Féales Livre I - Des cendres aux cendres

Chapitre 4 - ... moissonne le chagrin.


Le reste du groupe arriva le lendemain peu après midi, et fit forte impression aux villageois. À sa tête se trouvait un mage vêtu d’une cape brodée de bourgeons évanescents. Sitôt descendu de son cheval, il ordonna à son escorte de soldats de lui présenter leur rapport au coucher du soleil, avant d’entraîner dans son sillage une sentinelle et deux femmes.

La première était une adolescente qui ne devait pas dépasser les seize ans. Toute en angles avec sa mâchoire carrée, ses cheveux raides et ses épaules presque tranchantes, elle évoquait à Edna ces morceaux d’ardoise dont les enfants raffolaient. Mais plus atypique encore était celle qui l’accompagnait : grande et tordue comme un sarment, elle arborait une peau grisâtre semblable à la pâleur de la lune dans le ciel matinal. Quelque chose en elle lui paraissait à la fois familier et lointain, et la magicienne comprit pourquoi en la voyant lever son unique bras pour essuyer la sueur de son visage. Une Tarie. Cette femme souffrait d’une fatigue constante reflétée par son allure lente, comme si le temps se dilatait à son contact, ou qu’elle était anémiée. Mais elle resterait ainsi : sa magie, elle, ne reviendrait jamais. Edna sentit une ombre la recouvrir : le crépuscule craint par chacun des siens se tenait à quelques pas d’elle.

Hélas, la magicienne n’eut guère le temps de faire leur connaissance : à peine leur eût-elle adressé un sourire que Luam, le fonctionnaire envoyé pour l’évaluer, referma ses doigts gantés sur son bras. Homme replet de taille moyenne, rasé de près et peigné avec soin, il l’impressionna par la fraîcheur de son ton, comme si sa longue chevauchée n’avait été qu’une flânerie printanière. Il charriait avec lui une imposante liasse de parchemins, un encrier qui lévitait près de sa main, ainsi qu’une besace dont dépassaient des instruments de mesure aussi rutilants qu’étranges.

« Le temps nous est compté, très chère, allons voir ce que tu as fait aux champs. Goliath, je te laisse le soin d’examiner les connaissances des fillettes ? lança-t-il en entraînant Edna avec lui.

— Fais ce que tu as à faire, Luam, je vous rejoindrai », répondit son mentor en s’approchant des enfants.
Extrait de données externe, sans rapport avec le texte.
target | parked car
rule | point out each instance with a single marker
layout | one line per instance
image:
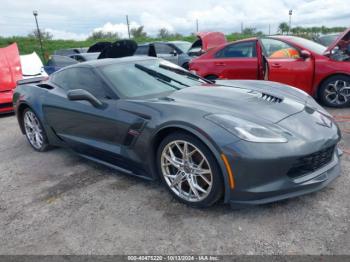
(174, 51)
(32, 66)
(206, 41)
(10, 72)
(70, 51)
(322, 72)
(326, 40)
(147, 117)
(57, 62)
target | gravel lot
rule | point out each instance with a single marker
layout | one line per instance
(59, 203)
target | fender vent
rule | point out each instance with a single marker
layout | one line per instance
(271, 98)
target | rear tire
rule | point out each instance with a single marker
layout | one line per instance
(335, 91)
(34, 131)
(195, 180)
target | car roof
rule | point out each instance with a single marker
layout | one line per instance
(109, 61)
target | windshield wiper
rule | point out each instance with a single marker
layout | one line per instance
(158, 75)
(185, 73)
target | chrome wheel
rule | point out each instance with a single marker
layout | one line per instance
(337, 92)
(33, 130)
(186, 171)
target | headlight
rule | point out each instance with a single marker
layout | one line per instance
(247, 130)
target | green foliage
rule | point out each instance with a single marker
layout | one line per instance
(283, 28)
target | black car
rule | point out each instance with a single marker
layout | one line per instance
(246, 142)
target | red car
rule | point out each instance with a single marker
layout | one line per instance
(10, 73)
(322, 72)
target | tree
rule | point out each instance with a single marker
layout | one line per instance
(97, 35)
(283, 28)
(164, 33)
(44, 34)
(138, 32)
(249, 31)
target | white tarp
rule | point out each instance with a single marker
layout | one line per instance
(32, 66)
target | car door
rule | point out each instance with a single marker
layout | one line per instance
(101, 133)
(236, 61)
(167, 52)
(286, 64)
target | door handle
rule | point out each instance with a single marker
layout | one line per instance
(276, 65)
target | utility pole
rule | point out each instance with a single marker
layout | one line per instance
(35, 13)
(127, 23)
(290, 20)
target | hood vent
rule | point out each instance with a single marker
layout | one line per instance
(271, 98)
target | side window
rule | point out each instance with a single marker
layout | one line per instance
(277, 49)
(142, 50)
(163, 49)
(79, 58)
(239, 50)
(80, 78)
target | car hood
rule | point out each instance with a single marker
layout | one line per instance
(252, 100)
(337, 40)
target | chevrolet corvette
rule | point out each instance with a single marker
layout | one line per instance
(242, 142)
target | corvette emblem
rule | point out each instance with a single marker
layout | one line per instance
(324, 121)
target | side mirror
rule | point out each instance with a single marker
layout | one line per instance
(83, 95)
(174, 53)
(305, 54)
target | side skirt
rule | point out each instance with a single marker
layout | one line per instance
(117, 168)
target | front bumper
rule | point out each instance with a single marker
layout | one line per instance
(265, 180)
(6, 105)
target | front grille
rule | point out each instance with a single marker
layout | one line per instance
(311, 163)
(271, 98)
(5, 105)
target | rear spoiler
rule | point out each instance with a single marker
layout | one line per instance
(32, 80)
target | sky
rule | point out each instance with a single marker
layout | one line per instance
(77, 19)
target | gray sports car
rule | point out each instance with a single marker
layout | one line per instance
(243, 142)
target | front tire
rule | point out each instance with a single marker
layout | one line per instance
(335, 91)
(189, 170)
(34, 131)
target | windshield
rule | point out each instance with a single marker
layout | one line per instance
(311, 45)
(184, 46)
(148, 78)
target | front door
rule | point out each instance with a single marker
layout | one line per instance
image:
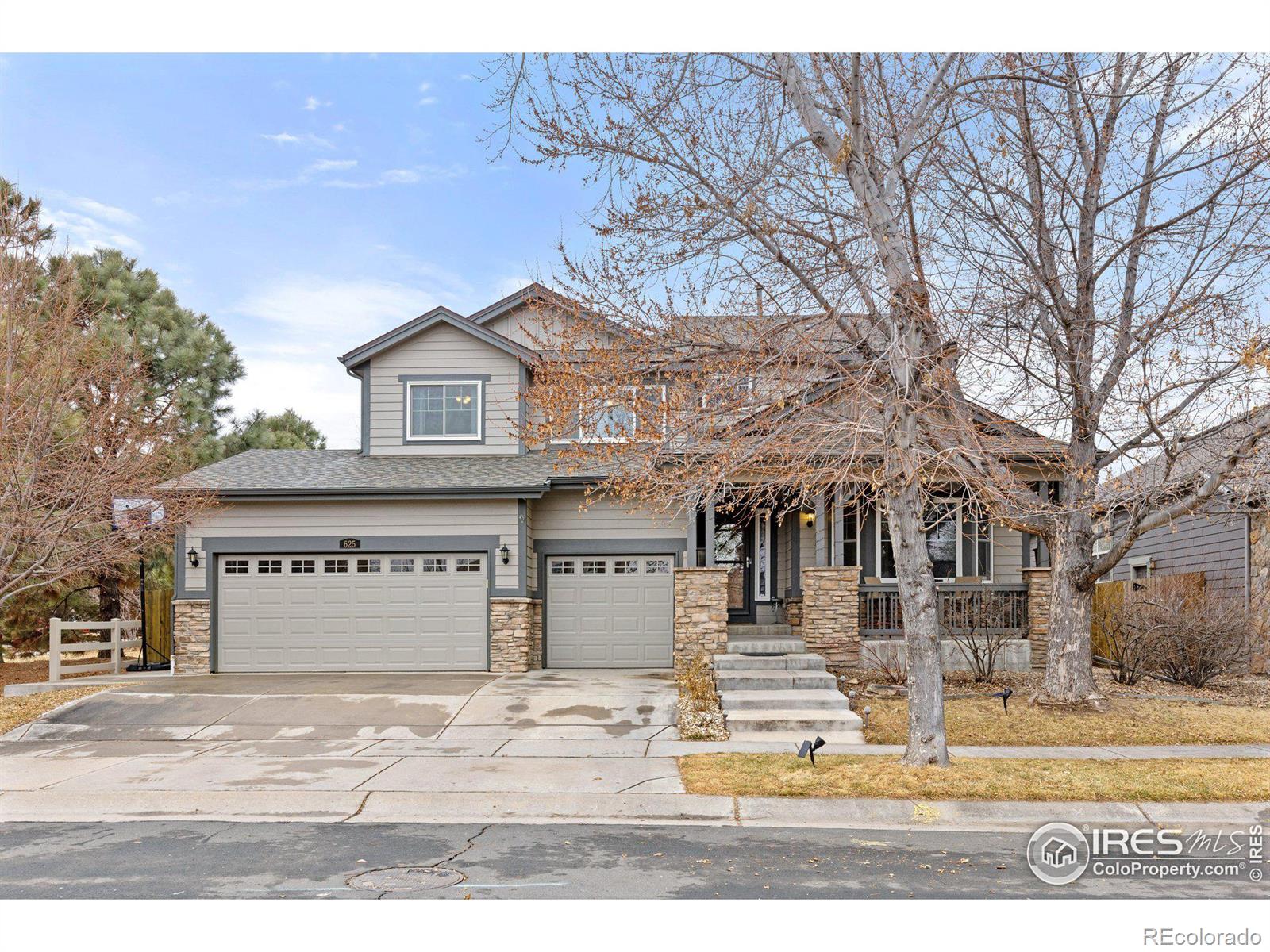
(734, 552)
À l’exception de l’imperturbable Goliath, tous les spectateurs présents exprimaient un mal-être palpable devant tant d’empressement : Tamara grignotait ses cheveux, Lora grattait les croûtes de ses mains, et même les yeux d’Alric semblaient couver un orage. Edna songea qu’une telle démonstration de la brutalité inhérente à la machine administrative de Nyhm illustrait ses propos de la veille mieux que mille discours. Son destin était lié à l’avis que Luam se ferait de son emploi de la magie, sans qu’elle puisse dire un seul mot. Gil aurait-il été aussi véhément avec elle s’il comprenait son impuissance ?

Mais le pire était encore à venir : l’examen minutieux de son travail avec la terre se dessinait à l’horizon. Edna éprouvait chaque battement de cœur dans ses tempes ; des années à apprendre auprès des paysans, à observer les cultures, à soutenir la nature sans l’écraser. Ses sortilèges avaient-ils été adaptés ? Avait-elle déversé trop de magie dans la terre ? Qu’allait-elle léguer à cette jeune fille dont elle ne connaissait même pas le nom ? Aussi vite que filait le flot de ses pensées, le pas de Luam était plus rapide.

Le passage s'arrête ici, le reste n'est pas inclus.